Untuk perdagangan hari ini, investor patut mencermati sejumlah sentimen. Pertama tentu performa Wall Street yang lumayan, masih menguat meski dalam rentang terbatas. Ini bisa menjadi pelecut semangat investor di Asia untuk minimal menyamai pencapaian Wall Street. 

Kedua tentu perkembangan perang dagang AS vs China. Pernyataan Kudlow yang melegakan kembali memberi harapan datangnya damai dagang. 

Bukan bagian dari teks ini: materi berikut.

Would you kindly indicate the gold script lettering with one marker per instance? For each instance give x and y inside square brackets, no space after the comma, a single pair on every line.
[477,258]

Prospek damai dagang sudah terbukti ampuh membuat Wall Street menghijau. Semoga hal serupa dapat dirasakan di Asia, termasuk Indonesia. 

Ketiga, walau hubungan AS-China kini kembali ke mode damai dagang, tetapi tidak dengan negara lainnya. Media Jerman Wirtschaftswoche melaporkan AS akan menerapkan bea masuk bagi impor mobil asal Uni Eropa. 

"Trump kemungkinan akan menentukan kebijakan bea masuk ini paling cepat pekan depan setelah KTT G20 di Buenos Aires," ungkap seorang sumber di lingkungan pemerintahan Uni Eropa. Brussel menolak berkomentar mengenai laporan Wirtschaftswoche, tetapi tidak memberi bantahan.  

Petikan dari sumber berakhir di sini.